The article is divided into three sections:
- How much programming is needed in data science?
- Which programming language to pick?
- Resources I recommend to get started
Please keep in mind — in the article, you’ll find affiliate links to the recommended resources to get started. That doesn’t mean anything to you, as the price is identical, but I’ll get a small commission if you decide to make a purchase. Also, I only show materials I’ve gone through myself and can guarantee 100% for the quality.
Without much ado, let’s get started with the first section.
How much programming is needed in data science?
Well, a lot — but that depends on the role and the company you work for. Small companies don’t necessarily have structured teams for both development and data science, so it’s required to be comfortable with both.
In a nutshell, you won’t be the best in programming nor in data science. That’s not necessarily a bad thing, as you’ll get a better grasp of the product/service the company offers.
Larger companies will treat you differently, due to a more formal structure. You’ll handle data science problems only (as a data scientist), and more often than not won’t see the big picture. You’re there to do the job — not to ask too many questions.
Keep in mind that this is just a rule of thumb — drawn from my experience and from many others.
Which programming language to pick?
It’s not an easy question, to be honest. Most websites mention Python and R as a go-to languages, but those aren’t the only options.
Some companies need a data science solution, but don’t have any data scientists onboard — software development companies centered around the web/mobile development.
While Python and R are great, I find more and more resources on solving machine learning tasks with Java, or even with Go(lang). Heck, I’ve even written a whole article on this topic:
I’m not saying languages like Java and Go are great for prototyping, but they are still a viable option for a software developer that doesn’t know Python or just doesn’t want to use it. As I’m diving deeper into software development, or developing applications that use machine learning, I can get why someone wants to stay away from Python.
- Learn Python/R if you only care about data science and machine learning
- If you are a software developer and don’t want to switch languages, you can try Java and Go (among other languages)

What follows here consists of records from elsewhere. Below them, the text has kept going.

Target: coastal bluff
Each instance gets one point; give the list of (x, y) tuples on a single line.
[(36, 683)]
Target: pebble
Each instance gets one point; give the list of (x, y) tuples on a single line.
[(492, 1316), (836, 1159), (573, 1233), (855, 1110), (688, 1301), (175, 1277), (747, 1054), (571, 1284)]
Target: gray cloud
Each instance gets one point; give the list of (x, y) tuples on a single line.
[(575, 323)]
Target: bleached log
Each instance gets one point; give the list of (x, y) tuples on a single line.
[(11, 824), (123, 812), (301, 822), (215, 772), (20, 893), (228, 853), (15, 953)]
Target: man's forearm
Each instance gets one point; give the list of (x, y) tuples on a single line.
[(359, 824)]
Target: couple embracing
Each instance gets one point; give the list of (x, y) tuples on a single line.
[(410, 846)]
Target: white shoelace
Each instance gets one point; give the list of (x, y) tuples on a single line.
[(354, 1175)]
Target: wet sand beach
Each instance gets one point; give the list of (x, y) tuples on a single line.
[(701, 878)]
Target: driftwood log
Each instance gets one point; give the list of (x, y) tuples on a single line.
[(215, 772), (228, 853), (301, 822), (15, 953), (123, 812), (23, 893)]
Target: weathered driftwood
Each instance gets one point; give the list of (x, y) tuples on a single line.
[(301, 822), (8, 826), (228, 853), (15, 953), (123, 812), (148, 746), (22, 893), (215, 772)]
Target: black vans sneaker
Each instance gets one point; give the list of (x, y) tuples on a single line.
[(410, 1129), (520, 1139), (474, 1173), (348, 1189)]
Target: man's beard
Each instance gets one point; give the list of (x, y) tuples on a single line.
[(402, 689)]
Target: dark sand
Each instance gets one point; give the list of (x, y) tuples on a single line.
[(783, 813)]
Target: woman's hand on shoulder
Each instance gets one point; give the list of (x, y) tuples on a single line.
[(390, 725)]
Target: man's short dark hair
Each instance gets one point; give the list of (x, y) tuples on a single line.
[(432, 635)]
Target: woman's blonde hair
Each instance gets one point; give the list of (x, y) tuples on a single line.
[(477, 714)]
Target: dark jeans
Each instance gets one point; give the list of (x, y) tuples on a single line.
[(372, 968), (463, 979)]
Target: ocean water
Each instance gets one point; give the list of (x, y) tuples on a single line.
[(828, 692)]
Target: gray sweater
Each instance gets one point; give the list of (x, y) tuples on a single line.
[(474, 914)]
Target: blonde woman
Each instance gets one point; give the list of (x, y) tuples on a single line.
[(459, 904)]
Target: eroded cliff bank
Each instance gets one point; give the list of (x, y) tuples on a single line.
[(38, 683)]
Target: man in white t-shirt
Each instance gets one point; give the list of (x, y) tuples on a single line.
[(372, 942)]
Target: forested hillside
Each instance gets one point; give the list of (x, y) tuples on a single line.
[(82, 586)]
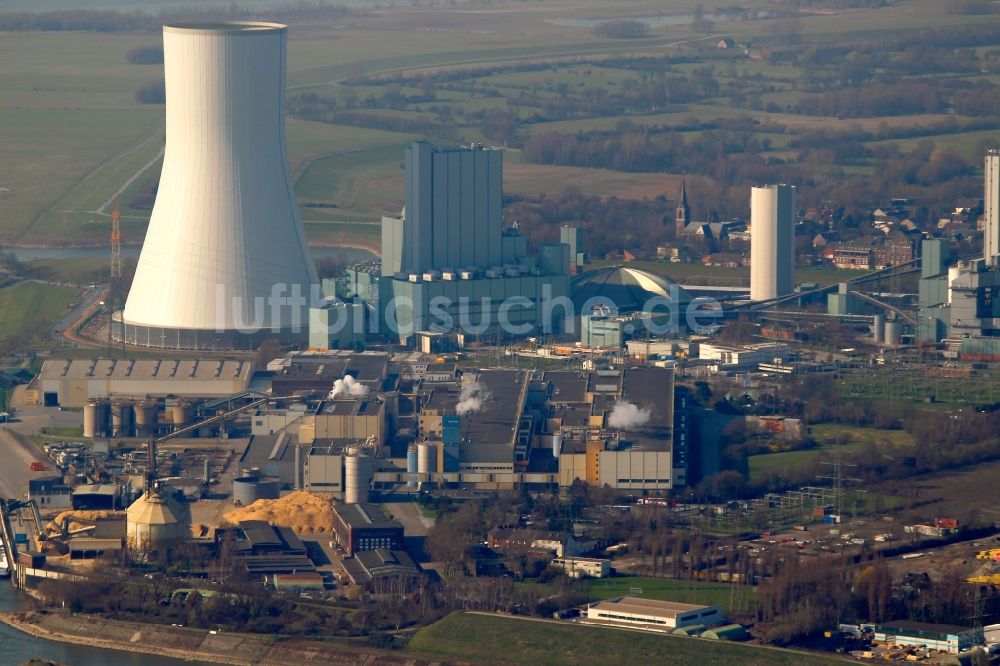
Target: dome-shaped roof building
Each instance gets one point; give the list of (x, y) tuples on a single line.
[(629, 289), (155, 521)]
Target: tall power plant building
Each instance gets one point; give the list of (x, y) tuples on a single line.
[(772, 241), (225, 261), (448, 265), (991, 209)]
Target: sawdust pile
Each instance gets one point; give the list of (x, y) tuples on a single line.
[(79, 519), (305, 513)]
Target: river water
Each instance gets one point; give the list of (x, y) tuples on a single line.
[(17, 647)]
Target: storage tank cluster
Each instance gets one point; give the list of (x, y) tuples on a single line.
[(126, 418), (249, 488), (122, 417), (357, 478)]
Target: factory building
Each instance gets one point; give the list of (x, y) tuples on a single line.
[(336, 324), (653, 615), (991, 208), (447, 263), (359, 527), (75, 382), (945, 637), (368, 566), (224, 263), (573, 237), (616, 429), (772, 241)]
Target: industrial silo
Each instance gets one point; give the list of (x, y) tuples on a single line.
[(878, 328), (225, 230), (182, 414), (155, 521), (122, 424), (95, 419), (893, 332), (772, 241), (426, 458), (411, 466), (357, 478), (249, 489), (146, 414)]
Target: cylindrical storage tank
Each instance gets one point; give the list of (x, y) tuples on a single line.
[(772, 241), (225, 188), (145, 418), (426, 458), (122, 424), (954, 272), (182, 413), (154, 521), (411, 466), (892, 332), (249, 489), (357, 478), (95, 419)]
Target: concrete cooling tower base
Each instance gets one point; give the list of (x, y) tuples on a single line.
[(192, 338)]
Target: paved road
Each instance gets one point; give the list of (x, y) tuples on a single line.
[(414, 524), (17, 454)]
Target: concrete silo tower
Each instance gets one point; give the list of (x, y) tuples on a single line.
[(772, 241), (225, 262)]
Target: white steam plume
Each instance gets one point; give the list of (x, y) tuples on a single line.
[(625, 415), (472, 397), (348, 387)]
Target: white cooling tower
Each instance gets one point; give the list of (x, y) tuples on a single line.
[(225, 247), (772, 241)]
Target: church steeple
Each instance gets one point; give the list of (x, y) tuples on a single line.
[(683, 215)]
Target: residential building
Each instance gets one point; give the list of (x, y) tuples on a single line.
[(580, 567)]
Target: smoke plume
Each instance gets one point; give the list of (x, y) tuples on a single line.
[(625, 415), (348, 387), (471, 398)]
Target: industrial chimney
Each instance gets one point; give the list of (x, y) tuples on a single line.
[(225, 263)]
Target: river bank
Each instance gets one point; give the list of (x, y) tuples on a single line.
[(197, 645), (38, 625)]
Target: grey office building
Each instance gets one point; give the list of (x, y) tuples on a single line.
[(447, 261), (454, 198)]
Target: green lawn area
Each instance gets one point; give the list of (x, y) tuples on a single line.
[(827, 434), (76, 270), (477, 638), (663, 589), (27, 305)]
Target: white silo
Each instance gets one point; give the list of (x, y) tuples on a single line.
[(772, 241), (225, 248), (357, 478)]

Resources I recommend to get started
My guess is that you’ve chosen the Python route, and that’s great for several reasons:
- The language is simple to learn — more beginner-friendly than Java/Go
- It’s the most widely used language for data science
- It’s a general-purpose language — not limited to statistical tasks
As an aspiring data scientist, Python will suit you just fine. There’s no need for you to explore other, more difficult languages as coding shouldn’t be your primary concern.

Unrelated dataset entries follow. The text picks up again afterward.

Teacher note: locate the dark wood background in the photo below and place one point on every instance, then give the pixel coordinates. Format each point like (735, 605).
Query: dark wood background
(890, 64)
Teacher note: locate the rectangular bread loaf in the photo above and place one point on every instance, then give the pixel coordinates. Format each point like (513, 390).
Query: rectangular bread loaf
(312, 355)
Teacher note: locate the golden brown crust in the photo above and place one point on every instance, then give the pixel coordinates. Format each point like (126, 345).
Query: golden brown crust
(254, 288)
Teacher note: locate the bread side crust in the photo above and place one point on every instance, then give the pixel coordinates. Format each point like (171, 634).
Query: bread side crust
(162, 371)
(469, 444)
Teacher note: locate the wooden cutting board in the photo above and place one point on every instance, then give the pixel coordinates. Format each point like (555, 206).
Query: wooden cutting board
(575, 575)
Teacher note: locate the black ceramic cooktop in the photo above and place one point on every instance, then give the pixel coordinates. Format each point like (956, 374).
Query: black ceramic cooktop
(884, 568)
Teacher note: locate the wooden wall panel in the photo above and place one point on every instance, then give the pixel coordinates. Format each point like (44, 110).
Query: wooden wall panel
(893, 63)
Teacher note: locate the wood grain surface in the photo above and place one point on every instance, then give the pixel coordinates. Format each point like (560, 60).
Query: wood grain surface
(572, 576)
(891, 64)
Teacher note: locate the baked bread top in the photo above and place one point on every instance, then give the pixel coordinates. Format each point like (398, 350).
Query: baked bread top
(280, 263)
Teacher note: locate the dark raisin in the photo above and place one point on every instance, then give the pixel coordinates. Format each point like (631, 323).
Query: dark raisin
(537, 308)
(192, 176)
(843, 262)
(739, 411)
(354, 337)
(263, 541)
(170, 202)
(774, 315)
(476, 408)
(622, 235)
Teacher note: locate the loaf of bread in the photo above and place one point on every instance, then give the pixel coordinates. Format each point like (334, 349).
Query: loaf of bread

But how to get started? I’ve got two amazing books for you which helped me to learn Python well, both pure programming-wise and for the data analysis tasks. Let’s start with the basics.

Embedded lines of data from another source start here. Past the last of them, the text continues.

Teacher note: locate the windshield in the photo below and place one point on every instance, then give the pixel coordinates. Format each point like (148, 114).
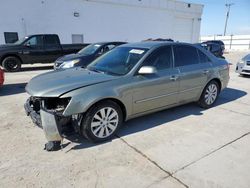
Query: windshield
(90, 49)
(21, 40)
(246, 58)
(118, 61)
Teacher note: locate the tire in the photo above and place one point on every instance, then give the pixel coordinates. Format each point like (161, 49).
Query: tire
(102, 121)
(209, 95)
(11, 64)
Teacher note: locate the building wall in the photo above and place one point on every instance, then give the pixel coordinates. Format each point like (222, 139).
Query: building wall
(102, 20)
(232, 42)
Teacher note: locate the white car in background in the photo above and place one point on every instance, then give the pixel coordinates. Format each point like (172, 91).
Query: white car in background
(243, 66)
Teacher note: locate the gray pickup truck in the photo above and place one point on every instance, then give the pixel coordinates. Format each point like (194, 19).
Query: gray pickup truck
(44, 48)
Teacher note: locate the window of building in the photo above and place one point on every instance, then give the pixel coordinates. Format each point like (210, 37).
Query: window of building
(185, 55)
(77, 39)
(10, 37)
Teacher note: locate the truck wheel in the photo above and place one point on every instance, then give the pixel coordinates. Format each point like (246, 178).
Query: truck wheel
(11, 64)
(102, 121)
(209, 95)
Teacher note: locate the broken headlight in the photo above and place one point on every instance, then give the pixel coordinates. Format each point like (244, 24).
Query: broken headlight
(55, 105)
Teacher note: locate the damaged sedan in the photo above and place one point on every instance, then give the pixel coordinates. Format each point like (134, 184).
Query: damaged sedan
(130, 81)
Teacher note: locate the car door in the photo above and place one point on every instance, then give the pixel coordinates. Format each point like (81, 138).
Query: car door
(52, 48)
(33, 51)
(193, 74)
(158, 90)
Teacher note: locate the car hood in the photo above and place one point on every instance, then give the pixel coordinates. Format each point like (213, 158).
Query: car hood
(57, 83)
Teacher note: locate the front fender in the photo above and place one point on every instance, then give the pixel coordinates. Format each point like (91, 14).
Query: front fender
(82, 99)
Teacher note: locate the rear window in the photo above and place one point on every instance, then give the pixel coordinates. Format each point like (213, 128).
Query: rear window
(185, 55)
(203, 57)
(51, 40)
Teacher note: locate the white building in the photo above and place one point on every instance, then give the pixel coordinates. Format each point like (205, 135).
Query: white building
(232, 42)
(101, 20)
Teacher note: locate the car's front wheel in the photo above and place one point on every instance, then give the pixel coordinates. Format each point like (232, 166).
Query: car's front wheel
(102, 121)
(209, 95)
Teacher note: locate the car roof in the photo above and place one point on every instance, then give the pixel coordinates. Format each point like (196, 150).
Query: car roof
(152, 44)
(105, 43)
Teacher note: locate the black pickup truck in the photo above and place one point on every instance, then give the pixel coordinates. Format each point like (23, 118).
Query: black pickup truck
(45, 48)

Learning Python, by Mark Lutz (O’Reilly)
It’s an awesome first book — no arguing there. Be aware — it’s almost a 1500 page read, so don’t expect to finish it in one day.
Despite its length, I think it’s an essential book to learn and master the language. It covers every aspect of the language in an easy to follow manner.
Some of the major topics are data types, statements, loops, functions, function scopes and arguments, modules, classes and object-orientated programming, exceptions, generators, decorators, and much more advanced topics. As I’ve said, it’s not an overnight read, but you should be able to go through it in 2–3 months. That’s more than enough time to get the fundamentals covered and be ready to move to more advanced and practical topics.
That’s where the next book comes in.
Python for Data Analysis, by Wes McKinney (O’Reilly)
As you would expect, this is a logical next step for an aspiring data scientist. This time we have a much shorter book — around 500 pages. You can definitely cover it in a month if you set it as a priority.
The first 100-ish pages are a refresher on the Python programming language, so feel free to skip it.
After that point, the book covers pretty much everything you’d expect to get from a great data analysis book. The fundamental libraries like Numpy and Pandasare covered well, both through basic examples and later through more realistic tasks of data cleaning and preparation.
The book also goes through data visualization and handling time series, which is a nice bonus but not something you should buy the book for — as there are better options for those topics.
Overall, a great read, and a nice follow-up from the first book.
Before you go
Learning programming isn’t the most easier task — but is a must for professions like data science. How much programming you’ll do will depend on the type of company you work for — expect a more developer-orientated environment in smaller companies and the opposite in large companies.
There are always exceptions, but I found this to be a good rule of thumb, coming from my experience and from the experience of many others I’ve talked to. This rule doesn’t make any sense if we’re talking about small AI startups, so keep that in mind.
With regard to the language, Python is a great place to start. It’s easy to learn and gets the job done. If you are a web/mobile developer and don’t want to learn Python, Java and Go have decent options for machine learning.
For others, learning enough Python and data analysis is enough to handle more difficult problems with ease, so make sure you get the basics covered. The two books from above should work wonders.